Depending on info_kind, different information will
be returned to the program. A relocation is also
recorded for this builtin so that bpf loader can
patch the instruction on the target host.
This clang intrinsic is used to get certain information
to facilitate struct/union member relocations.

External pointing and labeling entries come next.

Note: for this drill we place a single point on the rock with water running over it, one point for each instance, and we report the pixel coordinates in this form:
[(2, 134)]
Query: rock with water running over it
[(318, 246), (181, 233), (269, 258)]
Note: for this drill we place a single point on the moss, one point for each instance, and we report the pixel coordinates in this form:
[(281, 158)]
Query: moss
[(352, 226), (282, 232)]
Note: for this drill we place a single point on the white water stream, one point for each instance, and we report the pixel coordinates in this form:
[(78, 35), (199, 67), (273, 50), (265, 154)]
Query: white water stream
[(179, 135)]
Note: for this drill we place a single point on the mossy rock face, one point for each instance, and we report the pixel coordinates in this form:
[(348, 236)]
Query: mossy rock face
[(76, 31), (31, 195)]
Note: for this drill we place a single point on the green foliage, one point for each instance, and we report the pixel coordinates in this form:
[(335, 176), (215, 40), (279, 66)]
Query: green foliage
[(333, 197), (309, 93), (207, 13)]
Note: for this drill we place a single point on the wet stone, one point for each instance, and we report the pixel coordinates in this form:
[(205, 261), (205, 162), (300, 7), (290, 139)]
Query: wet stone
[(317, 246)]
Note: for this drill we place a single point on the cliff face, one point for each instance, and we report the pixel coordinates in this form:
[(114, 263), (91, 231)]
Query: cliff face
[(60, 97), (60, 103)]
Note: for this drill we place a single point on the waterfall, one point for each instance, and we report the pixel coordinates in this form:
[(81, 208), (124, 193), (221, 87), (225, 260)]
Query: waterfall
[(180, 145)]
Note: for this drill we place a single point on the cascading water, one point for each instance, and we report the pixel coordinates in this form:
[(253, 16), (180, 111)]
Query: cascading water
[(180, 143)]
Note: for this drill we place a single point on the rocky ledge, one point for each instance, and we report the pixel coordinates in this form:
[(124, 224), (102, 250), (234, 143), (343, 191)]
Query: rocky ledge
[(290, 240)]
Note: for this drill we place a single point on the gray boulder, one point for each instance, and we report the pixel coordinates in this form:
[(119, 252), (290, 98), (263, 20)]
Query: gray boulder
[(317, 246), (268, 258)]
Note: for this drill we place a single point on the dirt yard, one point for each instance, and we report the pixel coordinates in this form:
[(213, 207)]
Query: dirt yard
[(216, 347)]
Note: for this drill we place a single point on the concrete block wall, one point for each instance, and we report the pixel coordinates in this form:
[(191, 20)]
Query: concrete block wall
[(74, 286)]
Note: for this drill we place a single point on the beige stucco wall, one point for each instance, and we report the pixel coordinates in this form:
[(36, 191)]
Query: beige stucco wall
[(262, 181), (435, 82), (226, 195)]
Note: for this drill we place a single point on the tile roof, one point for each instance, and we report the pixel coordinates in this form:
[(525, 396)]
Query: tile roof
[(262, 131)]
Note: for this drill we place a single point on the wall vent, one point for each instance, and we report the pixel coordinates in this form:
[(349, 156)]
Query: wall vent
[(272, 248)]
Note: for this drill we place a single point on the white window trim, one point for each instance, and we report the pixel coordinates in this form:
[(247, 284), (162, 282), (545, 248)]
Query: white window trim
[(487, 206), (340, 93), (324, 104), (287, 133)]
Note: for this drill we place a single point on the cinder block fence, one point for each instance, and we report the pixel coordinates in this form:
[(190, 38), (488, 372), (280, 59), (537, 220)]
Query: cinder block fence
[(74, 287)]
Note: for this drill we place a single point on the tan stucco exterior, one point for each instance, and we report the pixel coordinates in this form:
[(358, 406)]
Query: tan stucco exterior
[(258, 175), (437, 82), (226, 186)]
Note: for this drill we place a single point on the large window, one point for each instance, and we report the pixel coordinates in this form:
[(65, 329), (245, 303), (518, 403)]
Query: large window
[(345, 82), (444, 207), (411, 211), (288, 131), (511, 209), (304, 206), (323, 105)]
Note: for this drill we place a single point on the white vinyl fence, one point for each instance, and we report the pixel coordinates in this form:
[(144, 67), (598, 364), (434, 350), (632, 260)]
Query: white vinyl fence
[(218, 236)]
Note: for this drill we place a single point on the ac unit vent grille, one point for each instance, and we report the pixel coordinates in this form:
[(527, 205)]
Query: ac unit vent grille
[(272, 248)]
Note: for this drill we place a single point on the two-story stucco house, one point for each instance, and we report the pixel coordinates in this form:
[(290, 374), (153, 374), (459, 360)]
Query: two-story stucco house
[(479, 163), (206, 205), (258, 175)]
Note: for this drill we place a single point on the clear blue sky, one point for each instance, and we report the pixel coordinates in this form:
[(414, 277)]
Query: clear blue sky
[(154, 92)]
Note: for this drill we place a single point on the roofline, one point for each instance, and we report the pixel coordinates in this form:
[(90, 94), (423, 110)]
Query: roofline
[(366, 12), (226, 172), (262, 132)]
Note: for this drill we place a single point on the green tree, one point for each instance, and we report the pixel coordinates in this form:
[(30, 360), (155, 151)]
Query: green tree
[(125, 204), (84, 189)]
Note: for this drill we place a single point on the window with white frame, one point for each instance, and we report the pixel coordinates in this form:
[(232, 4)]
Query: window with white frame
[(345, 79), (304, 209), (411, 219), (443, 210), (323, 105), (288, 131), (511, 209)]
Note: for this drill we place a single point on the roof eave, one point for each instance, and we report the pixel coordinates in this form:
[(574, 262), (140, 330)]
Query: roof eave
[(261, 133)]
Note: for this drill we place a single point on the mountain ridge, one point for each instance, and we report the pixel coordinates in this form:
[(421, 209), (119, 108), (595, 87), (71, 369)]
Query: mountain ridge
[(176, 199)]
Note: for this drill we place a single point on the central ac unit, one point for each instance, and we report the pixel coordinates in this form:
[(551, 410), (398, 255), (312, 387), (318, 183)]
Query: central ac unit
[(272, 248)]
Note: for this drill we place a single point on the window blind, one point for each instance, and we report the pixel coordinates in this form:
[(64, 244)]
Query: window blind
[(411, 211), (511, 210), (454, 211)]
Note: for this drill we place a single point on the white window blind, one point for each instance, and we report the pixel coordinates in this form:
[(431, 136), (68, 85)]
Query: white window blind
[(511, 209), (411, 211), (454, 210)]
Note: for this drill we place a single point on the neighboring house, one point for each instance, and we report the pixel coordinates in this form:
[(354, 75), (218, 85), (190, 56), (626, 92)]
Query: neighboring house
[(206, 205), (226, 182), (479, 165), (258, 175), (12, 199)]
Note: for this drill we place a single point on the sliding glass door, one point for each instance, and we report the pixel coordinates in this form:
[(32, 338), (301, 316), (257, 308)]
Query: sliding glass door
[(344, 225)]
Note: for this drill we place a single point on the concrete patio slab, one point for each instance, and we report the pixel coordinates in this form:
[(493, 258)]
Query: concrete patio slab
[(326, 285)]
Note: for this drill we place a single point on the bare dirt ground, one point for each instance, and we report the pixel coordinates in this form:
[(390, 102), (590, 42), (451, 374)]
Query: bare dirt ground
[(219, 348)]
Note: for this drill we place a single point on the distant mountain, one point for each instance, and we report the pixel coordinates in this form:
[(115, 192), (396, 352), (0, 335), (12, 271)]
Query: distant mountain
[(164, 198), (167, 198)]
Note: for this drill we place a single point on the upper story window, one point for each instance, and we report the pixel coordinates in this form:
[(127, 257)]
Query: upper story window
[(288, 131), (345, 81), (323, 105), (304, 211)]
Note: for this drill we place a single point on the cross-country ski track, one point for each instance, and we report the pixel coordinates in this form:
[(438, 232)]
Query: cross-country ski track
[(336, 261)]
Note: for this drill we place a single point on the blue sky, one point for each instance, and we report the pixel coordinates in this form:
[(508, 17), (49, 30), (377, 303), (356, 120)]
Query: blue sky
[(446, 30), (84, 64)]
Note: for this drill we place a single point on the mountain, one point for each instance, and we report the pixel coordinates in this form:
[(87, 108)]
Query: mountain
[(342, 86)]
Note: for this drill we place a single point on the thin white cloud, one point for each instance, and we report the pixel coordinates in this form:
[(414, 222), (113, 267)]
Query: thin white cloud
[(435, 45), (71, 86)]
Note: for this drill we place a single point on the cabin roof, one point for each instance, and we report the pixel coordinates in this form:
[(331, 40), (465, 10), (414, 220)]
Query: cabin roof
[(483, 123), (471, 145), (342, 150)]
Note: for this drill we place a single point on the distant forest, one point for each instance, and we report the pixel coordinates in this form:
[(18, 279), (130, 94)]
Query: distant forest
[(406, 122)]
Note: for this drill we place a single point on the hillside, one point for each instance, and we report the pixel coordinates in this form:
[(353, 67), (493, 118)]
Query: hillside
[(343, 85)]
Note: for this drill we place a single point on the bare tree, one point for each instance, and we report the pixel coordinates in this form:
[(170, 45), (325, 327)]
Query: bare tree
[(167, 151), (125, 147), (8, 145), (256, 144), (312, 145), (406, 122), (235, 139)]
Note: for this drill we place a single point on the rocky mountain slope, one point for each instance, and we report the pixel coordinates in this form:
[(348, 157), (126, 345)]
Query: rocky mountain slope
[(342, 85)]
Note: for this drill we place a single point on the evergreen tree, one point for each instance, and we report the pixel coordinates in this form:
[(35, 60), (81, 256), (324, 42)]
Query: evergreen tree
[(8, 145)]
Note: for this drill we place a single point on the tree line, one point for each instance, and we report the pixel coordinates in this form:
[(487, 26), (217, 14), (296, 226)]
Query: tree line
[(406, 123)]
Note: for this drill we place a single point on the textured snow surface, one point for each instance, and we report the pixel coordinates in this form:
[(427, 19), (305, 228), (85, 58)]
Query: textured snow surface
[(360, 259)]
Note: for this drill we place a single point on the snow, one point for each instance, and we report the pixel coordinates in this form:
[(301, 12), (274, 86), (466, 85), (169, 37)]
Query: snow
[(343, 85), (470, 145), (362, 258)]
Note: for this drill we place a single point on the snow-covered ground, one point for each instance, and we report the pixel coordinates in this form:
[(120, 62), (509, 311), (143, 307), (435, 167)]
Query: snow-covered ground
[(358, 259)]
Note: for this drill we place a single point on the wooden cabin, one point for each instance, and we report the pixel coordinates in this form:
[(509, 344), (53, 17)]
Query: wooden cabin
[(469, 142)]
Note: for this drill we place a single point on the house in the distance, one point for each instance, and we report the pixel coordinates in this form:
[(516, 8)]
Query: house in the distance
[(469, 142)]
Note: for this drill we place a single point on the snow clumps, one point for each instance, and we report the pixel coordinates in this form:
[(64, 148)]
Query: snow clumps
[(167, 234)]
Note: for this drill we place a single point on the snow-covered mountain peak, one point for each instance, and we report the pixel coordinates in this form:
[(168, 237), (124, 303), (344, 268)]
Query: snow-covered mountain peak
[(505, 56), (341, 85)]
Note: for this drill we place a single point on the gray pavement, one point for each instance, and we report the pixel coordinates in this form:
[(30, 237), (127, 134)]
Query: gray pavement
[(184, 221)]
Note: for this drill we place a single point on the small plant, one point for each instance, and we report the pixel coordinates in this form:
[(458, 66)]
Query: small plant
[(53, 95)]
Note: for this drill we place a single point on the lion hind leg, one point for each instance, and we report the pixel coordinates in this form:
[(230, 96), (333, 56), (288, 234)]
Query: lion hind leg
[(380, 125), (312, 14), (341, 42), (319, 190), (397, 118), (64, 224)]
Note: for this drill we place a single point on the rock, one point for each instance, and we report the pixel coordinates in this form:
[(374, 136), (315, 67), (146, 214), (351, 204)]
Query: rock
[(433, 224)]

The offset relocation is extended by 4 bytes to
include relocation kind.
Currently supported relocation kinds are
enum {

FIELD_BYTE_OFFSET = 0,
FIELD_BYTE_SIZE,
FIELD_EXISTENCE,
FIELD_SIGNEDNESS,
FIELD_LSHIFT_U64,
FIELD_RSHIFT_U64,

};
for __builtin_preserve_field_info. The old
access offset relocation is covered by

FIELD_BYTE_OFFSET = 0.

An example:
struct s {

int a;
int b1:9;
int b2:4;

};
enum {

FIELD_BYTE_OFFSET = 0,
FIELD_BYTE_SIZE,
FIELD_EXISTENCE,
FIELD_SIGNEDNESS,
FIELD_LSHIFT_U64,
FIELD_RSHIFT_U64,

};

void bpf_probe_read(void *, unsigned, const void *);
int field_read(struct s *arg) {

unsigned long long ull = 0;
unsigned offset = __builtin_preserve_field_info(arg->b2, FIELD_BYTE_OFFSET);
unsigned size = __builtin_preserve_field_info(arg->b2, FIELD_BYTE_SIZE);

#ifdef USE_PROBE_READ

bpf_probe_read(&ull, size, (const void *)arg + offset);
unsigned lshift = __builtin_preserve_field_info(arg->b2, FIELD_LSHIFT_U64);

#if BYTE_ORDER == ORDER_BIG_ENDIAN

lshift = lshift + (size << 3) - 64;

#endif
#else

switch(size) {
case 1:
  ull = *(unsigned char *)((void *)arg + offset); break;
case 2:
  ull = *(unsigned short *)((void *)arg + offset); break;
case 4:
  ull = *(unsigned int *)((void *)arg + offset); break;
case 8:
  ull = *(unsigned long long *)((void *)arg + offset); break;
}
unsigned lshift = __builtin_preserve_field_info(arg->b2, FIELD_LSHIFT_U64);

#endif

ull <<= lshift;
if (__builtin_preserve_field_info(arg->b2, FIELD_SIGNEDNESS))
  return (long long)ull >> __builtin_preserve_field_info(arg->b2, FIELD_RSHIFT_U64);
return ull >> __builtin_preserve_field_info(arg->b2, FIELD_RSHIFT_U64);

}

There is a minor overhead for bpf_probe_read() on big endian.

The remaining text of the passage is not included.